Husain Haqqani, Pakistan’s Ambassador to the U.S. from 2008 to 2011, warned last year that both countries need to temper their expectations: “Despite announcing plans for more than $24 billion in investment into Indonesia since 2005, a decade later China has invested only $1.8 billion there.”While Pakistan’s government continues to predict far-reaching benefits, independent analysts are much more reserved in their outlook. Ali Salman, Executive Director of the PRIME Institute in Islamabad, warns that “the term-sheet for Chinese investment in the power sector does not seem very promising at the moment.”
This does not mean that there are no benefits to Chinese investment in Pakistan. Like many African countries, Pakistan will certainly benefit by Chinese investment through improved roads, energy infrastructure, and the development of ports. In more immediate ways, though, economic benefits may prove elusive. In many African countries, the influx of Chinese products has had “a devastating effect on local manufacturing,” and even where local employment has increased, it has largely been the result of hiring by Chinese firms that “engage in poor labor and environmental practices.” Tax income, too, is uncertain as China is demanding Islamabad grant tax exemptions that could deprive Pakistan of as much as $2 billion in revenue. Meanwhile, the government of Pakistan has set up “revolving funds backed by sovereign guarantees to ensure uninterrupted payments to Chinese sponsors of energy projects” to protect Chinese companies from Pakistan’s chronic circular debt problem.
In addition to economic impact, there are also questions about how CPEC will effect Pakistan’s internal stability. Speaking at the Hudson Institute earlier this month, Pakistani human rights leader Asma Jahangir predicted that the insurgency in Balochistan would worsen, “because we have this CPEC where Gwadar is going to become a port and already the fishermen are out of jobs.” She went on to explain that the government of Pakistan is “in a state of self-denial” about how CPEC is perceived by a local population that views it less as an economic investment than a colonization. Earlier this week, a Chinese worker and his driver were wounded in a bomb attack on the outskirts of Karachi. A pamphlet from the “Sindhudesh Revolutionary Army” condemning CPEC as an attempt to “attack Sindh and enslave its people” was found at the scene.

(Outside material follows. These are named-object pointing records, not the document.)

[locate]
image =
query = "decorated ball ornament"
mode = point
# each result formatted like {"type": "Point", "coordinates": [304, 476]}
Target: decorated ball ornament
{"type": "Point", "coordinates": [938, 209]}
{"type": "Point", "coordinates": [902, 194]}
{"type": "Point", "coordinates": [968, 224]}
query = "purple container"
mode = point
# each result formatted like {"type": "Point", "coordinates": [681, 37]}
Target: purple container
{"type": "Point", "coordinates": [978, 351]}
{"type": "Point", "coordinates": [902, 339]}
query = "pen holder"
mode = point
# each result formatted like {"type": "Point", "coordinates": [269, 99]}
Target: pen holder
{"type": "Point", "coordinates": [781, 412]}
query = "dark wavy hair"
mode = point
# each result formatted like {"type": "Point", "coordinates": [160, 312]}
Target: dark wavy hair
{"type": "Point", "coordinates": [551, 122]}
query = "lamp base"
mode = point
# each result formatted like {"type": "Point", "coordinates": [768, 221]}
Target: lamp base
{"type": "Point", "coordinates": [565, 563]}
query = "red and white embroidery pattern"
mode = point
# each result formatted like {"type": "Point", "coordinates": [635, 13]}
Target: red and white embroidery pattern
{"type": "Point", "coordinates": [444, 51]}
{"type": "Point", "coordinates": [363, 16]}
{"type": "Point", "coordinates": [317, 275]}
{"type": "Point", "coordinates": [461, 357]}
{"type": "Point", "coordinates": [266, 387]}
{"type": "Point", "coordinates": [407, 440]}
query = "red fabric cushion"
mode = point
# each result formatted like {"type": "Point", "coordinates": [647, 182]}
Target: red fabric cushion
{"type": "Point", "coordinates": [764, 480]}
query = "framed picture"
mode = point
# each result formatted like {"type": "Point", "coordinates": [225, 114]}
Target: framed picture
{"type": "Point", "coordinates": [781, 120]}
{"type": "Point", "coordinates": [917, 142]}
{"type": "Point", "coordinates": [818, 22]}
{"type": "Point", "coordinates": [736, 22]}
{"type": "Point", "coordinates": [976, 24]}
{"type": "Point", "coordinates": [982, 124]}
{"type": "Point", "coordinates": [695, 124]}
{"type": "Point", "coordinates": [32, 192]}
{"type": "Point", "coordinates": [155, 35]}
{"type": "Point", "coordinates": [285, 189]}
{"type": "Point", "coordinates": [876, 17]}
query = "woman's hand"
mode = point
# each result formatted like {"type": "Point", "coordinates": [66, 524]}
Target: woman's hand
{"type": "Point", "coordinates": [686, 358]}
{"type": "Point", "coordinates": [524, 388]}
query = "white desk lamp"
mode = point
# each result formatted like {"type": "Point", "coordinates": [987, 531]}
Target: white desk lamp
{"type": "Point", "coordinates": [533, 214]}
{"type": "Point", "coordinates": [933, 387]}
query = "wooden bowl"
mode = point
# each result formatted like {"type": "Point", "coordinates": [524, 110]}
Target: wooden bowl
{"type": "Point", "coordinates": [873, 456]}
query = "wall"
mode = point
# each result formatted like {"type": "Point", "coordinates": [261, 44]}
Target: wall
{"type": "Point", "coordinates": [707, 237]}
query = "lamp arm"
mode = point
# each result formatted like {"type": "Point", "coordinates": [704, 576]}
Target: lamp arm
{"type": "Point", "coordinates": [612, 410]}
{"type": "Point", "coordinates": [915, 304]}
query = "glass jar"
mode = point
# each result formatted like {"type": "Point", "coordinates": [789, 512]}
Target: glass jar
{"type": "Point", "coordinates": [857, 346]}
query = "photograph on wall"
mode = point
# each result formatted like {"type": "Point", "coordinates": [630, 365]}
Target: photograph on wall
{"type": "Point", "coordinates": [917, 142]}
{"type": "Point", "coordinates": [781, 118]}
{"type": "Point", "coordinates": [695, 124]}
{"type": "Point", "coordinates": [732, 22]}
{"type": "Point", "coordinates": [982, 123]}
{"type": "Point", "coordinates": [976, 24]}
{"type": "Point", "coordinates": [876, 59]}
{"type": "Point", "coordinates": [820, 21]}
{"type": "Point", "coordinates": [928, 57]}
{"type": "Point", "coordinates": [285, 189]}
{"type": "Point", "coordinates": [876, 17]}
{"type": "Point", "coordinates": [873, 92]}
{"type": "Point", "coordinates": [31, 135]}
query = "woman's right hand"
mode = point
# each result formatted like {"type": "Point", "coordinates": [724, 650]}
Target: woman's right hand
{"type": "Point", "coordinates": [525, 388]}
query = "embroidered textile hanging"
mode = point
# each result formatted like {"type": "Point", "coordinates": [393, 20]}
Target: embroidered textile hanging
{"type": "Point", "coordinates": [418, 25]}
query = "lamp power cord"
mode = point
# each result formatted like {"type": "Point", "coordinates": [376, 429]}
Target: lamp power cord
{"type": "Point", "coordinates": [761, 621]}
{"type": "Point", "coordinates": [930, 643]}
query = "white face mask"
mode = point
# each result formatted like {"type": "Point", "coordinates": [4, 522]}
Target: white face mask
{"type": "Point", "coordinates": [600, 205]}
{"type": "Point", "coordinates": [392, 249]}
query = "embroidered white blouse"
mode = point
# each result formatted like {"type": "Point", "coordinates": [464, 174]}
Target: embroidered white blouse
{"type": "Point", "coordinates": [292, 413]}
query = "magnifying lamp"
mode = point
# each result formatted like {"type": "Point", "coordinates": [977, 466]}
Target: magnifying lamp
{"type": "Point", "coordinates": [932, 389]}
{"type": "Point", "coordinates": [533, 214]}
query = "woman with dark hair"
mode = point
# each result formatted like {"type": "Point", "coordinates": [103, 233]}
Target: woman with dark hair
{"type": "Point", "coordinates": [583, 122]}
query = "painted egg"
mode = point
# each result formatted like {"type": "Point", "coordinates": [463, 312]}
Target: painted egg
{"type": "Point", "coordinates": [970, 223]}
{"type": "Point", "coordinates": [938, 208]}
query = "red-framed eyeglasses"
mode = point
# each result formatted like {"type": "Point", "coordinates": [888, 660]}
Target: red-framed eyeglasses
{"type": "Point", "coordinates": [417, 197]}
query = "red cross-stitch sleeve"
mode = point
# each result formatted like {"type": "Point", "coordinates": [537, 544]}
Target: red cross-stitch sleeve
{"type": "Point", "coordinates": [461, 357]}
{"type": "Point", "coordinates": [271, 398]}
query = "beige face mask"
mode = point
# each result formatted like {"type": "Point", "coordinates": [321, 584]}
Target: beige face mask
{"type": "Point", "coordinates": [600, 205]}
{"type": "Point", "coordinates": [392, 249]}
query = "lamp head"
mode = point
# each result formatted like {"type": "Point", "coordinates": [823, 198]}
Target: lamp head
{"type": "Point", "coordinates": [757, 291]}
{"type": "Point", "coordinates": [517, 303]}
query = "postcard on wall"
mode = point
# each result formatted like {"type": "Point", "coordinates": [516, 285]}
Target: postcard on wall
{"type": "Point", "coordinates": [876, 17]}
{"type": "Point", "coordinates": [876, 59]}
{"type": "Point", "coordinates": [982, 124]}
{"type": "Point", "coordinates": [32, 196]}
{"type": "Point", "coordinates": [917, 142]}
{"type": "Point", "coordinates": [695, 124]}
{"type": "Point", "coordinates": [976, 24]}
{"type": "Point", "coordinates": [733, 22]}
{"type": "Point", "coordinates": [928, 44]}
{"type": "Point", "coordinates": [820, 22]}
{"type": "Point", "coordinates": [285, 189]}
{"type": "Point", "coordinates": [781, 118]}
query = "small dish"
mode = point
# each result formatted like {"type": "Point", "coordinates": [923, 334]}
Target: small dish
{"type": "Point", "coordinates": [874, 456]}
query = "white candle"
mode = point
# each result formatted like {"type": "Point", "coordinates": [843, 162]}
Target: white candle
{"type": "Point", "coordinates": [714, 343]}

Pakistan has responded by mobilizing the Army against its own people. Last month, Pakistan’s President Mamnoon Hussain reportedly told Chinese President Xi Jinping that an entire division of the Pakistani Army had been reassigned to protect Chinese workers in Pakistan. The new division is led by a two-star general and comprises 10,000 active duty troops, half of whom are commandos from the Army’s elite Special Services Group (SSG). This raises serious questionsabout whether Pakistan’s response will exacerbate rather than alleviate simmering resentment. Pakistan already faces ethnic insurgencies in Balochistan, Sindh, and Waziristan, and an increased presence of soldiers deployed against locals could reinforce perceptions that the state does not represent the interests of its citizens.
Separatist groups are not the only ones troubledby CPEC’s implementation. Provincial governments have also been vocally objecting to the parts of the project. The Khyber-Pakhtunkwa government has accused the federal government of depriving the province of its due and demanded that existing energy projects be merged into CPEC. While the government of Balochistan has so far been supportive of CPEC so far, civil society there has been outspoken about their apprehensiveness. Civil society groups in Sindh have also raised objections over how the project is being implemented.
Earlier this year, China felt compelled to step into Pakistani politics and issued a rare public statement expressing dissatisfaction with the inability of different constituencies to resolve their differences over where the money would be spent. Despite reports subsequent reports that all parties had reached consensus, problems continue. Last month, the Khyber Pakhtunkwa provincial government announced that it would refuse to provide land for the Eastern route of the corridor as it believed that the province was not receiving its due share of the investment.Once again, Pakistan’s Army appears to be responding by taking over administration of the project without addressing popular concerns.
General Raheel Sharif, Pakistan’s Chief of Army Staff, announced earlier this year that the Army was “prepared to pay any price” to see CPEC to completion. While Pakistani authorities are keen to recitethe $46 billion mantra, little attention has been paid to determining a total price tag for Pakistan that includes social costs and other externalities. CPEC is more than just a windfall for Pakistan which desperately needs the investment in energy and other infrastructure. But the full price of this investment includes more than just labor and materials, and if Pakistan fails to properly adjust for economic realities and social resentment, the civil and military leadership may find that “any price” turns out to be much more than they bargained for.